Photographs are unique among human signs for their ambiguous adoption into a multitude of contradictory systems of understanding. On the one hand they represent the truth of objective scientific vision which precisely captures reality, while on the other they appear as subjective creations of an individual who manipulates the photograph through cropping, lighting, point of view, etc. to portray a particular point or feeling. This unresolvable contradiction of the photograph as simultaneously aesthetic and empirical is what spurs my artistic endeavors. Reveling in the indecipherable beauty of photographic meaning my works, such as “Preliminary Procedures,” investigate the liminal spaces of photography were aesthetics, beauty, objectivity, and fact comingle to reveal the inseparable nature of these divergent elements within the photographic object. No matter how poignant a photo might be it is none the less an empirical record of physical and chemical facts, while conversely no matter how anesthetic a photograph tries to become it will always retain a hint of aesthetic composition. For while the ambiguous nature of photography’s dual existence might represent an insurmountable paradox, it also reveals the unexplainable power of this illusively captivating medium.

More specifically my current body of work, “Preliminary Procedures,” interrogates the ways in which photographic imagery transmutes factual statements into cultural icons.
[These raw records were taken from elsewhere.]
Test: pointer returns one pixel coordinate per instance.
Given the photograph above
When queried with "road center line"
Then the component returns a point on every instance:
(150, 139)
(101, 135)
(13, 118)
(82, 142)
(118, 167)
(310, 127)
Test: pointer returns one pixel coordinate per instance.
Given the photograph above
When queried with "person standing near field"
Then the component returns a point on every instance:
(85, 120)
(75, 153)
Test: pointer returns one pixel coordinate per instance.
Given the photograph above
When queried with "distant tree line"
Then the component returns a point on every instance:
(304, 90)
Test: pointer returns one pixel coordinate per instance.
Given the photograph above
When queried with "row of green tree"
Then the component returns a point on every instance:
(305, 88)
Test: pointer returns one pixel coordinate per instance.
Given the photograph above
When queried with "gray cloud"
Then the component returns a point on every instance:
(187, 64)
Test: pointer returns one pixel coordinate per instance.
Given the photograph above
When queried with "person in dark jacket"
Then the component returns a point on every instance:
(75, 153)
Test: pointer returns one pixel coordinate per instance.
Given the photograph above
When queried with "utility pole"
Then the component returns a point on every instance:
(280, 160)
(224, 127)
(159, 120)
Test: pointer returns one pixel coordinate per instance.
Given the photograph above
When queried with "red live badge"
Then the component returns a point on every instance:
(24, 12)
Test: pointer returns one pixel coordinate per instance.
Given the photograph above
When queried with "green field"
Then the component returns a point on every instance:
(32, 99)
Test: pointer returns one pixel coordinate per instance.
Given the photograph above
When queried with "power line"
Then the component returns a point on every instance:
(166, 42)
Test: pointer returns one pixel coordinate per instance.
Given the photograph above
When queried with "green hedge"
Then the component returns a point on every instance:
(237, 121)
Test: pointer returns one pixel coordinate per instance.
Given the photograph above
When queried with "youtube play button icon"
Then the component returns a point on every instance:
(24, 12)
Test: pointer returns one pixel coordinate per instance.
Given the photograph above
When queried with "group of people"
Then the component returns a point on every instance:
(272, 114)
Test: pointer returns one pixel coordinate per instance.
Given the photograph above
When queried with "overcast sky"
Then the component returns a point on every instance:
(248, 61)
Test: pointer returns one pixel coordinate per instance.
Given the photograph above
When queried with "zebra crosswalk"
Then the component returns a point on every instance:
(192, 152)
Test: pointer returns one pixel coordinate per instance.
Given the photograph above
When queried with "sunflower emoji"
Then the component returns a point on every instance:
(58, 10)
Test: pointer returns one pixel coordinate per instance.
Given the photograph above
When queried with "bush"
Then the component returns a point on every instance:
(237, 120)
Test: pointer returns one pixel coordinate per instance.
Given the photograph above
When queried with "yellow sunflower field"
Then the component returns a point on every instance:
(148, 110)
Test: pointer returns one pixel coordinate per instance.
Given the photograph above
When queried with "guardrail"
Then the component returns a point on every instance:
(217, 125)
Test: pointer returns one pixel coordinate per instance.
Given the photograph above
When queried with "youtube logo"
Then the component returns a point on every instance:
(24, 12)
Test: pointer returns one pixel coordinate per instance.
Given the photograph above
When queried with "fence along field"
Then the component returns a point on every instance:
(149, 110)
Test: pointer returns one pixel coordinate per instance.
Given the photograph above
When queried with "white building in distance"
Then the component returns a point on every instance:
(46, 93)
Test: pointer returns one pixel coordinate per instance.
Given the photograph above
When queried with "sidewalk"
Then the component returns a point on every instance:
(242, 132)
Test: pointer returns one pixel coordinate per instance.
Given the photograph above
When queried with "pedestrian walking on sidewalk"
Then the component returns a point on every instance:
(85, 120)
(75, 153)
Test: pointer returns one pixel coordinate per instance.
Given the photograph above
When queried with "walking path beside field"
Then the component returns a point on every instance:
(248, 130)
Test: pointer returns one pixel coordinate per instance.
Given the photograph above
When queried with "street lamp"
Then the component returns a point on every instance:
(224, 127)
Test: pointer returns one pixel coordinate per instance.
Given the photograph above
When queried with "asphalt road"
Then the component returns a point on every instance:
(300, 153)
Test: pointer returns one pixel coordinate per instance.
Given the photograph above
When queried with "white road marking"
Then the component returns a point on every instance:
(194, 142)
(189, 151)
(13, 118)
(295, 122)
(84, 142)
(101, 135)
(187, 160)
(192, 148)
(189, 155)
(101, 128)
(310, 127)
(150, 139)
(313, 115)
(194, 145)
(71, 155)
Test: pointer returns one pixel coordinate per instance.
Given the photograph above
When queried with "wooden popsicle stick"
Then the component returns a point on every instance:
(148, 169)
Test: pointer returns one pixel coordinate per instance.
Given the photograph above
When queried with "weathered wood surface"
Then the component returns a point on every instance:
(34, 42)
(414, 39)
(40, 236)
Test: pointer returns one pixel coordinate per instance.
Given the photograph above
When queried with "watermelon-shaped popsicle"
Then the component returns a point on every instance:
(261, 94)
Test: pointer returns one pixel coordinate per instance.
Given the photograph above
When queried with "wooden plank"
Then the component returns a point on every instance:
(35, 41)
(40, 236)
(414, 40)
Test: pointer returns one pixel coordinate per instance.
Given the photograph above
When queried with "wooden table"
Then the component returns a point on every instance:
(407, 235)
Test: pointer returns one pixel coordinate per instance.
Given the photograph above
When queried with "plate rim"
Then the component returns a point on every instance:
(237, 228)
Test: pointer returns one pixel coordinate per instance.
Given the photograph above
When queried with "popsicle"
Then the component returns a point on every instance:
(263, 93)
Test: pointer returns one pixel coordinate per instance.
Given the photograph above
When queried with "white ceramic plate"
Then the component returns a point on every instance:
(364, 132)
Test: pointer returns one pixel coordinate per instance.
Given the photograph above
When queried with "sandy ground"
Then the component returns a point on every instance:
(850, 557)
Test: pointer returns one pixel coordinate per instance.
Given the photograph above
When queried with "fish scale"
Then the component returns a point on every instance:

Acknowledging the initial systems of knowledge creation that allowed these images to function as fact, this series investigates how time deteriorates these institutions permitting new cultural meanings to adhere to specific photographic surfaces. The images were created by combining multiple reference sources within Photoshop and then hand printing these collages onto selenium toned silver gelatin paper using the digital negative process. The source material, procured through archival research at the University of Utah, comes from a PDF scan of government documents describing proper camera operation from 1963, as well as scans from a library microfilm of the February 2, 1968 New York Times. By amalgamating these various photographic forms (microfilm, PDF, news print, government document, and digital scans), many having already traversed several stages of mediation, into one archival silver print, the work reproduces the multiplicity of photographic production and its dependency on interpretation to effectively convey ideas of both empirical and aesthetic dimensions. More than a meditation on the changeability of photography, these images reveal the paradoxical ability of photographs to depict journalistic, narrative, factual, and iconic truths in one simultaneous gesture. This elusive quality of photographic meaning – momentarily solidified in my prints for examination – is never fully grasped, remaining a tantalizing apparition; mesmerizing the unsuspecting audience.